AI Chip Design Day 8 — 4×4 Systolic Array Deep Dive

Problem: Multiply 4×4 Matrix

Compute C[4,4] = A[4,4] @ B[4,4] using a 4×4 systolic array.

The Setup

Input A (4×4): Input B (4×4): Compute C = A @ B [1 2 3 4] [1 0 0 0] [5 6 7 8] [0 1 0 0] [9 10 11 12] × [0 0 1 0] = ? [13 14 15 16] [0 0 0 1] Identity matrix, so C = A (simple case for visualization)

Systolic Array Hardware Layout

A inputs (left edge) ↓ ↓ ↓ ↓ [MAC] [MAC] [MAC] [MAC] → B outputs (right) ↓ ↓ ↓ ↓ [MAC] [MAC] [MAC] [MAC] → B outputs ↓ ↓ ↓ ↓ [MAC] [MAC] [MAC] [MAC] → B outputs ↓ ↓ ↓ ↓ [MAC] [MAC] [MAC] [MAC] → B outputs ↓ C outputs (bottom edge) Data flow: - A values enter from LEFT, flow RIGHT - B values enter from TOP, flow DOWN - Partial sums move RIGHT with data - Final C values exit at BOTTOM

Cycle-by-Cycle Execution

Initialization: Pipelined loading of A (rows), B (columns)

Loading Phase (Cycles 0-6)

Before computation starts, we must load A and B values into the systolic array.
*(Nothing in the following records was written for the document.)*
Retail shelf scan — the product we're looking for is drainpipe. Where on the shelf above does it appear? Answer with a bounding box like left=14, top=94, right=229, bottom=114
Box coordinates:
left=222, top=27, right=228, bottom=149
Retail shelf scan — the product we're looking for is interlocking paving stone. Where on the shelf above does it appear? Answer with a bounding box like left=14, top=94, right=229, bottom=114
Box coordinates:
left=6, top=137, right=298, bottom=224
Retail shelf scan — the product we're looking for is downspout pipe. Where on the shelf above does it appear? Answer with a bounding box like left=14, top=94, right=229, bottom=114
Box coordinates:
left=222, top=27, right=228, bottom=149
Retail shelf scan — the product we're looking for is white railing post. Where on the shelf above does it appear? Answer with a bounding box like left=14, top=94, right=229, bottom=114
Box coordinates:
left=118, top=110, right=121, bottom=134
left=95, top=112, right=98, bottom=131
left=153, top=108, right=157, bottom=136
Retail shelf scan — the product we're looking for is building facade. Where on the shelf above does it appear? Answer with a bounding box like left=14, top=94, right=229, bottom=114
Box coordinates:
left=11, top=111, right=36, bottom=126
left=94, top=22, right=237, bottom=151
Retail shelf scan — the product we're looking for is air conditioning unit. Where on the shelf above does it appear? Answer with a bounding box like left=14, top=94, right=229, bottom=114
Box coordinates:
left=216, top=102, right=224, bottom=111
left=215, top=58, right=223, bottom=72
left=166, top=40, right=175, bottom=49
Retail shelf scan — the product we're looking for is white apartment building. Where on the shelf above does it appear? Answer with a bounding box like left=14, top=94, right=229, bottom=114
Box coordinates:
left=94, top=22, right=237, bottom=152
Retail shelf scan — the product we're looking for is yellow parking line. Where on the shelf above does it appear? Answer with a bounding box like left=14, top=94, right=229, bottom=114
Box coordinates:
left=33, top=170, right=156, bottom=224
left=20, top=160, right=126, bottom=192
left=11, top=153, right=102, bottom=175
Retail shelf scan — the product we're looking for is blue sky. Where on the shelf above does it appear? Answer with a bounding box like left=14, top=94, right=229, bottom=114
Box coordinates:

They propagate through the pipeline:

Cycle 0: A[0,0]=1 enters MAC[0,0] Cycle 1: A[0,0] → MAC[0,1], A[1,0]=5 → MAC[0,0] B[0,0]=1 enters MAC[0,0] Cycle 2: A[0,0] → MAC[0,2], A[1,0] → MAC[0,1], A[2,0]=9 → MAC[0,0] B[0,0] → MAC[1,0], B[1,0]=0 → MAC[0,0] ... (After 6 cycles, all 16 A values and 16 B values are queued up)

Compute Phase (Cycles 7-22)

All 16 MACs performing multiplications simultaneously.

Cycle	MAC[0,0]	MAC[0,1]	MAC[0,2]	MAC[0,3]	Comment
7	1×1=1	1×0=0	2×0=0	3×0=0	1st column of A meets 1st row of B
8	2×0+1=1	2×1=2	3×1=3	4×1=4	2nd column of A meets row 2 of B
9	3×0+1=1	3×0=0	4×0=0	...	Partial sums accumulate down column
10	4×0+1=1	...	...	...	Final sum for C[0,0] = 1

Key Property: Wavefront Execution

"Wavefront" = diagonal of active computations moving through array.

Time T=5 (5 MAC operations active): [A] [A] [ ] [ ] [A] [A] [A] [ ] [ ] [A] [A] [A] [ ] [ ] [A] [A] Time T=8 (all 16 MACs active): [A] [A] [A] [A] [A] [A] [A] [A] [A] [A] [A] [A] [A] [A] [A] [A] Time T=12 (still 16 active, draining output): [A] [A] [A] [A] [A] [A] [A] [A] [A] [A] [A] [A] [A] [A] [A] [A] Time T=22 (last result exits): [ ] [ ] [ ] [ ] [ ] [ ] [ ] [A] [ ] [ ] [A] [A] [ ] [A] [A] [A]

Output Generation

C values exit through the bottom edge over cycles 10-22 (after pipeline fills).

Memory Access Pattern

A values: Each A[i,k] loaded once, used by MACs in row i across time (row-wise broadcast)
B values: Each B[k,j] loaded once, used by MACs in column j across time (column-wise broadcast)
Memory bandwidth: O(N) for N×N matrix (vs O(N²) for naive approach)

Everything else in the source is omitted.